Puluhan TNI-Polri di Karimun diduga keracunan massal

Karimun (Jurnal) – Puluhan warga Karimun diduga mengalami keracunan massal yang sebagian masih dirawat di rumah sakit hingga Selasa (30/1) dinihari, penyebabnya diduga usai menyantap nasi kotak yang disediakan pada acara puncak Latihan Raksa Yudha 17-A Pasmar 2 Jakarta tahun 2018 di Coastal Area, Tanjung Balai Karimun, Minggu (28/1).

Menurut pantauan di lapangan, keracunan massal tersebut dialami oleh puluhan peserta kirab yaitu personel TNI-Polri, ibu-ibu Persit, penari sanggar, pemain marching band serta masyarakat sipil biasa yang ikut menyantap nasi kotak tersebut.

Salah seorang perawat Rumah Sakit Bakti Timah (RSBT) Kabupaten Karimun mengatakan, sejak pagi ada sekitar 20 orang pasien yang datang mengeluh mengalami mencret dan muntah-muntah disertai pusing yang diduga keracunan.

“Memang sejak tadi pagi ada sekitar 20 orang pasien dari personel TNI mengeluh keracunan terus berdatangan kemari,” ucap salah seorang petugas medis di Rumah Sakit Bakti Timah (RSBT).

Tidak hanya di RSBT saja, akan tetapi ada beberapa orang lainnya juga turut dirujuk menuju Rumah Sakit Umum Daerah (RSUD) Muhammad Sani untuk mendapatkan penanganan medis karena mengalami gejala yang sama.

Sudah terdapat puluhan jiwa yang saat ini telah dirawat di dua rumah sakit tersebut, dan diantaranya hanya melakukan rawat jalan biasa karena kondisi fisik mereka masih terbilang kuat.

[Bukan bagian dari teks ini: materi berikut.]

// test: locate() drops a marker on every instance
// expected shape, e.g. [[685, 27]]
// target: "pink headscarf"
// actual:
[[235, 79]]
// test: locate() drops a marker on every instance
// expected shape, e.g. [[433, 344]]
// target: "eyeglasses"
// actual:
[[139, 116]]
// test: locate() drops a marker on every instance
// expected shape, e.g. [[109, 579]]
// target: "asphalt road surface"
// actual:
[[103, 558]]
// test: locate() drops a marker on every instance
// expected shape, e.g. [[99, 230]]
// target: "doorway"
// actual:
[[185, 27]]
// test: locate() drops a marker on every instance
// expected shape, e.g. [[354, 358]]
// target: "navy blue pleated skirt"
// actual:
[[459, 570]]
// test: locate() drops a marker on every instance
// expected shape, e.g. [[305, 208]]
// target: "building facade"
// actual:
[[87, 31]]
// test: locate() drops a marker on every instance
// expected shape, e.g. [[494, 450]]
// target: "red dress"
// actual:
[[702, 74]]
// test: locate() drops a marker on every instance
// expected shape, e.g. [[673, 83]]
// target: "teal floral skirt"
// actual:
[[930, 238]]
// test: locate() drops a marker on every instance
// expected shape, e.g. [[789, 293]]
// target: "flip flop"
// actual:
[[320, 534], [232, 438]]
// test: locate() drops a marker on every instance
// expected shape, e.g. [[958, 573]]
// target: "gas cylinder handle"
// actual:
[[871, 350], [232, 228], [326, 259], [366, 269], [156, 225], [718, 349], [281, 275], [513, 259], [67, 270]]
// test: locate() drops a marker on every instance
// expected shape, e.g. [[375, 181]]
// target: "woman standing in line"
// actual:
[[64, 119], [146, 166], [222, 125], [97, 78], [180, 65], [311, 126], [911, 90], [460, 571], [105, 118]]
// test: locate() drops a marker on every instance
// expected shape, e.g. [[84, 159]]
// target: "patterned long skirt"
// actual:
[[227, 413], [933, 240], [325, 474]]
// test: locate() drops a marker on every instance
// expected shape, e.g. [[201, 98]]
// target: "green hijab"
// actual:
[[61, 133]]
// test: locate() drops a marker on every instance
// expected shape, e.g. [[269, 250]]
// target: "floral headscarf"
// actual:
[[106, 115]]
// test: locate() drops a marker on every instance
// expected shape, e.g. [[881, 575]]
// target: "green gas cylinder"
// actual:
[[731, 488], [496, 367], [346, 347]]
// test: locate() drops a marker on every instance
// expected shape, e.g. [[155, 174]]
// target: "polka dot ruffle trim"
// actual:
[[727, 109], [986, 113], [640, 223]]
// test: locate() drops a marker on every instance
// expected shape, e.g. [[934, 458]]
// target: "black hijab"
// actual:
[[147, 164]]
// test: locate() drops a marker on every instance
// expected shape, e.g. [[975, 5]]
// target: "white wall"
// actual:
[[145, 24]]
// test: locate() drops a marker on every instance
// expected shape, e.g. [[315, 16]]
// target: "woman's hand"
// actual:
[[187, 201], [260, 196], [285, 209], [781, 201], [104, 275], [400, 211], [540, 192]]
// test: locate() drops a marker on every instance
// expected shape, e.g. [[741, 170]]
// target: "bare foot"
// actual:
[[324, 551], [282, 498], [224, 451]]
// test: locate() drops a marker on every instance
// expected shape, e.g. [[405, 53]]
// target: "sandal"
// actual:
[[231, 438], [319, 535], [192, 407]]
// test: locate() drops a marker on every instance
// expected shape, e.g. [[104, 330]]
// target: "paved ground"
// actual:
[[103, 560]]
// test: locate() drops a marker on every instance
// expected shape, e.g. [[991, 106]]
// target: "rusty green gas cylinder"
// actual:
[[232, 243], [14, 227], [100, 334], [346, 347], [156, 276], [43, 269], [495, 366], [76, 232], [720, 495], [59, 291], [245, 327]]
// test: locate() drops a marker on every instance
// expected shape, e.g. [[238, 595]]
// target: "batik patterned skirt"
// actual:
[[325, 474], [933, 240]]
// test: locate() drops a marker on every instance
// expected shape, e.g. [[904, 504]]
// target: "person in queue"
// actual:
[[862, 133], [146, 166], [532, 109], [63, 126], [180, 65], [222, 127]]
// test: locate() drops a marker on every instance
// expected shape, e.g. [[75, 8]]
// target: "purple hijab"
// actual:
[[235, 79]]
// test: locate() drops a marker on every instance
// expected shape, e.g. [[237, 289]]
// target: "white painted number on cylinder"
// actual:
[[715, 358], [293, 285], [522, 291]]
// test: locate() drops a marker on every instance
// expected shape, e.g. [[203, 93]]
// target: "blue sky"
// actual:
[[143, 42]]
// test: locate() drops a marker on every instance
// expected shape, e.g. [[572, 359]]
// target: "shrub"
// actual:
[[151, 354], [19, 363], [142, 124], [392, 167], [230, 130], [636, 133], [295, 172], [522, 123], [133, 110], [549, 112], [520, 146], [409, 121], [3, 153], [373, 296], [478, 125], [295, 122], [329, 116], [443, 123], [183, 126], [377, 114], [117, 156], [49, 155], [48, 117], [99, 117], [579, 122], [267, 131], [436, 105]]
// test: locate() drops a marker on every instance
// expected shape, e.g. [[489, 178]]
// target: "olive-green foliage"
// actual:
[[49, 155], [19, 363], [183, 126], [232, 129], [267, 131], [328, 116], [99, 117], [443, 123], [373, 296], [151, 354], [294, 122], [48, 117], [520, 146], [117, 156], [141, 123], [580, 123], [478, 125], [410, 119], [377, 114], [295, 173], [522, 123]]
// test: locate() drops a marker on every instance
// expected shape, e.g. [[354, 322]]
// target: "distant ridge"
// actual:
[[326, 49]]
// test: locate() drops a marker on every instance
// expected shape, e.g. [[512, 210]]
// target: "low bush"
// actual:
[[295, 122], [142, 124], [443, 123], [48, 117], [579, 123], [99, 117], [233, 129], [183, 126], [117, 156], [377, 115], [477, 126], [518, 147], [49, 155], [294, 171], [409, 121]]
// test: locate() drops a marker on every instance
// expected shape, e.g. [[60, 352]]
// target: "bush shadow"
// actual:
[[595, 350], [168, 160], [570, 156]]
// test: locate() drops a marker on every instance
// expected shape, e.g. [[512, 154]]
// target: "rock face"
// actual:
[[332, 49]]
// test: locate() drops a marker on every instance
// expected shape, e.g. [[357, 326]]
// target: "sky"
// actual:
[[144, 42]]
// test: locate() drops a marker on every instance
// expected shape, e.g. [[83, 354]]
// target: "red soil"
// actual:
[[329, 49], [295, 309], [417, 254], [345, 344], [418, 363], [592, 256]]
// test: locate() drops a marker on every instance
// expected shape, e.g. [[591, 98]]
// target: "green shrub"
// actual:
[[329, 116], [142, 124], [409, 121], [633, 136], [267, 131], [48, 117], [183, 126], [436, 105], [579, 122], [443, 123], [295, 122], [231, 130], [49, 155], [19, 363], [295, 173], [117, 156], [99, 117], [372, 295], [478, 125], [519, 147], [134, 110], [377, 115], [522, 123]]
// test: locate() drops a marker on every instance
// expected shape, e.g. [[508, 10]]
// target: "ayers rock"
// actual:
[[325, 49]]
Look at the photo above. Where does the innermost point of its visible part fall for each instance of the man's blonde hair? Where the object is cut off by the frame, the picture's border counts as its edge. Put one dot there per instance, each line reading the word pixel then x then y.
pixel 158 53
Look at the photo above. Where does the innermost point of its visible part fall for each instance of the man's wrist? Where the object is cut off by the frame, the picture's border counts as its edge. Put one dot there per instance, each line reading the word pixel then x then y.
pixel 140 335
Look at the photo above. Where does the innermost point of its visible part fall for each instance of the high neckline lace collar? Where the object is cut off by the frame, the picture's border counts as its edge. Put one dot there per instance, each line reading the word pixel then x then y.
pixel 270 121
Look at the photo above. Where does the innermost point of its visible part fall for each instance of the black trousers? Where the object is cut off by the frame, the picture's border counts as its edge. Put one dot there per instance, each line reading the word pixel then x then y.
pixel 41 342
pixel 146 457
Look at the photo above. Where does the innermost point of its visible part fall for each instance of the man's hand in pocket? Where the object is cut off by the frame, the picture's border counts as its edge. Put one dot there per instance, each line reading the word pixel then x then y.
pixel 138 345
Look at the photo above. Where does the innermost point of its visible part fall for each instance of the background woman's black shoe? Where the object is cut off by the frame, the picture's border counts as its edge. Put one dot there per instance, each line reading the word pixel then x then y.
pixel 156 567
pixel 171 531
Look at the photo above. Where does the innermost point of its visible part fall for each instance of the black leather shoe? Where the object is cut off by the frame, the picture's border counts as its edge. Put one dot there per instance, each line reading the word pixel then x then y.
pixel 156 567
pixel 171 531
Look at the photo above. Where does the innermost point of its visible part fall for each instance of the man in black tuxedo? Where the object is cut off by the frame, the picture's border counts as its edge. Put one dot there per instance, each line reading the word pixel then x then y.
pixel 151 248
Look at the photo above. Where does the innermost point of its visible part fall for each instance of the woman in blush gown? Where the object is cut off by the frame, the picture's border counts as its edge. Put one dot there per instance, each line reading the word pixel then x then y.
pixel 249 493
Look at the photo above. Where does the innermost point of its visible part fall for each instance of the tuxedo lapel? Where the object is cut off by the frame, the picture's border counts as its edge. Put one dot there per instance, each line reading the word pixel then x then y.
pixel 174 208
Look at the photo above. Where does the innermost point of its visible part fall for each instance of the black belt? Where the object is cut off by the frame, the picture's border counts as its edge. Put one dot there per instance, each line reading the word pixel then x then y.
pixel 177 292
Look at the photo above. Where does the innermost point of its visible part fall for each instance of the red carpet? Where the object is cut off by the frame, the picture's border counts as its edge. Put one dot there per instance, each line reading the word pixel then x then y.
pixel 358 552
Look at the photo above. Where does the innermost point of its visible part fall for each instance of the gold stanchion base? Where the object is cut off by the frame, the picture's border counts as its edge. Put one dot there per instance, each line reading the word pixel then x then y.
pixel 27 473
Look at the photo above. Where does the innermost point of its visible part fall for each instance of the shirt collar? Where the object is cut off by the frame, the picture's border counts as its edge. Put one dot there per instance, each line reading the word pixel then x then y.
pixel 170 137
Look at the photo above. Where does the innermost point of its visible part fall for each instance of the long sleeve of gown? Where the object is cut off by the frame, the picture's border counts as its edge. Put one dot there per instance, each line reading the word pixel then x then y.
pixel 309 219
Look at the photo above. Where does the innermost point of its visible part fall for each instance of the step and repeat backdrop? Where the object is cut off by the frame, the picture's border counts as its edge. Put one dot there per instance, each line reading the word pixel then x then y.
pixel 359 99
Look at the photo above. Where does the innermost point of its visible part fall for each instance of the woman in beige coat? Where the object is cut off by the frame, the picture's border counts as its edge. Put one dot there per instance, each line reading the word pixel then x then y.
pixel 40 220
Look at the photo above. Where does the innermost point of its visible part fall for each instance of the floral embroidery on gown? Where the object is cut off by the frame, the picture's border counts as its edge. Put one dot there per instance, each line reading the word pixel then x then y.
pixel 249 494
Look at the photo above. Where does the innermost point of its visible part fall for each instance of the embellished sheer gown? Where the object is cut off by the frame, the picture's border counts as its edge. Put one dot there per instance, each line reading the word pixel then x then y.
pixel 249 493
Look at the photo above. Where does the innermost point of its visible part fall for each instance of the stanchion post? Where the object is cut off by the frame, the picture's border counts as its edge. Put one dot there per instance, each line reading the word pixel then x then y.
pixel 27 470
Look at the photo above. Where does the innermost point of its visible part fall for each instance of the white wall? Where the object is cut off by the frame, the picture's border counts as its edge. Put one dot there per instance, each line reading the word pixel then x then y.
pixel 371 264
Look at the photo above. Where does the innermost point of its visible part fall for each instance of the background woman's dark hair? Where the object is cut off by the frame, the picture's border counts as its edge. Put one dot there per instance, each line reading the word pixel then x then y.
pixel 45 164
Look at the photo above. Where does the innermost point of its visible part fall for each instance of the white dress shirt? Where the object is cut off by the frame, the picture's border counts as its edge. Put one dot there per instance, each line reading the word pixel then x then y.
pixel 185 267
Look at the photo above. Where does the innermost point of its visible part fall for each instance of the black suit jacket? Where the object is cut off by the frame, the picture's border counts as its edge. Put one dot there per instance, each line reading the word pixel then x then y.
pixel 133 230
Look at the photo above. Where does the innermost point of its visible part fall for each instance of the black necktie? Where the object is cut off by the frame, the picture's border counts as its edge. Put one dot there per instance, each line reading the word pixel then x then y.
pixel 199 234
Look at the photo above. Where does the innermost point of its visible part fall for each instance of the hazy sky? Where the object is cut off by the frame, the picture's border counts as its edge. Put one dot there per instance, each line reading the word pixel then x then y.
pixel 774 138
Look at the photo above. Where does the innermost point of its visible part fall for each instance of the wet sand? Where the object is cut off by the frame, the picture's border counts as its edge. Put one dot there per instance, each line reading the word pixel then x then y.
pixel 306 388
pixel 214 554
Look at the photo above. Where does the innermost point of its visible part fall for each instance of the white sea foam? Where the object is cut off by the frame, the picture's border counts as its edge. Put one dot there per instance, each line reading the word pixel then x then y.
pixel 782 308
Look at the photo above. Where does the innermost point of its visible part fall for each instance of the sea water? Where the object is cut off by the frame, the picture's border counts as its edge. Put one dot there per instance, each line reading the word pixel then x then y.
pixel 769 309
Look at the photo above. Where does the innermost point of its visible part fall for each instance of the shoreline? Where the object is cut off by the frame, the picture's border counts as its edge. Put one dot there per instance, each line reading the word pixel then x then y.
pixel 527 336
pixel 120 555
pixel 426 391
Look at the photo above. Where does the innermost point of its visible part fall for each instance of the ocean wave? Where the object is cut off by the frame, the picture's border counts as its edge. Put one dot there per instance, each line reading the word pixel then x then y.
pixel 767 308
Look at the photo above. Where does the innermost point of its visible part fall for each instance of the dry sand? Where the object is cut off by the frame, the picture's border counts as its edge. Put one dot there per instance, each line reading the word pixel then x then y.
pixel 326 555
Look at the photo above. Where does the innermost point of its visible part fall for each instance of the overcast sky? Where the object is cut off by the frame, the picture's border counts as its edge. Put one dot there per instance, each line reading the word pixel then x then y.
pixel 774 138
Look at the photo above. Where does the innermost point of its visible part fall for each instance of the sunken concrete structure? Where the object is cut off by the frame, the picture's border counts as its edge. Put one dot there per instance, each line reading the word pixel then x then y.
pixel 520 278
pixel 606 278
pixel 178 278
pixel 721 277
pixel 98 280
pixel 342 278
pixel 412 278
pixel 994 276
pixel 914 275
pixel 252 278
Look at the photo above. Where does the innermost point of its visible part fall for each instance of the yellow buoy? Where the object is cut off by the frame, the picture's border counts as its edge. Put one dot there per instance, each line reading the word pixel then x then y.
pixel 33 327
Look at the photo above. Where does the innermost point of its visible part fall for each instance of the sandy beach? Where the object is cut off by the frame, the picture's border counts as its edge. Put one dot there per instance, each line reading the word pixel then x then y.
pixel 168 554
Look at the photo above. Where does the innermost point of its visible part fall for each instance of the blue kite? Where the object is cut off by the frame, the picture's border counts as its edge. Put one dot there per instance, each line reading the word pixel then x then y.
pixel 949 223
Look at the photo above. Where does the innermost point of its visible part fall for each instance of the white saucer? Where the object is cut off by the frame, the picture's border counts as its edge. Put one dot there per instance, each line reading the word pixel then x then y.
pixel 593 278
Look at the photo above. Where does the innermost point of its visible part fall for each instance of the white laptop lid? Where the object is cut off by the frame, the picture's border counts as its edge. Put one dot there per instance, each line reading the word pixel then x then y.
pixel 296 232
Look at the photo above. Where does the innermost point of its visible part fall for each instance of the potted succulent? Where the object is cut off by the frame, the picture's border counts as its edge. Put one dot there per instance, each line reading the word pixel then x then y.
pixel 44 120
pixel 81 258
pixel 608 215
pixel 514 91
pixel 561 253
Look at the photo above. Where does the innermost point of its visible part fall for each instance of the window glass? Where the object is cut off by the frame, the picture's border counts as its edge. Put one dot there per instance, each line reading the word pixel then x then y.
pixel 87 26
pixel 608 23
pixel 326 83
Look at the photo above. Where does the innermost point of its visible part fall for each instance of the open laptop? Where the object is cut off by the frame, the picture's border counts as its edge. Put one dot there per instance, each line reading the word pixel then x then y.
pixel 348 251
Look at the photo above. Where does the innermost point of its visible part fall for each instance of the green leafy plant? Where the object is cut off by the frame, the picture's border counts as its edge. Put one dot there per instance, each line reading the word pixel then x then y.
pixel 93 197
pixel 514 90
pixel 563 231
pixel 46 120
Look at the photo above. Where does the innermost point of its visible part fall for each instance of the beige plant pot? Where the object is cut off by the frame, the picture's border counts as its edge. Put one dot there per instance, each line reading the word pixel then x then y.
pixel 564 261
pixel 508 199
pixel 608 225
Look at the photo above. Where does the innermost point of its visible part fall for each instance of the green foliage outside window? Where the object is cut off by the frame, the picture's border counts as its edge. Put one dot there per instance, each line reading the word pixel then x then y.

Menurut informasi yang diterima ada beberapa orang yang sebelum dilakukan rawat inap hanya melakukan pengobatan biasa di rumah sakit, akan tetapi beberapa jam kemudian harus dibawa lagi untuk mendapatkan penanganan medis.

Hingga saat ini belum didapatkan keterangan resmi dari pihak medis maupun dari pihak Dinas Kesehatan Kabupaten Karimun terkait dugaan keracunan massal tersebut.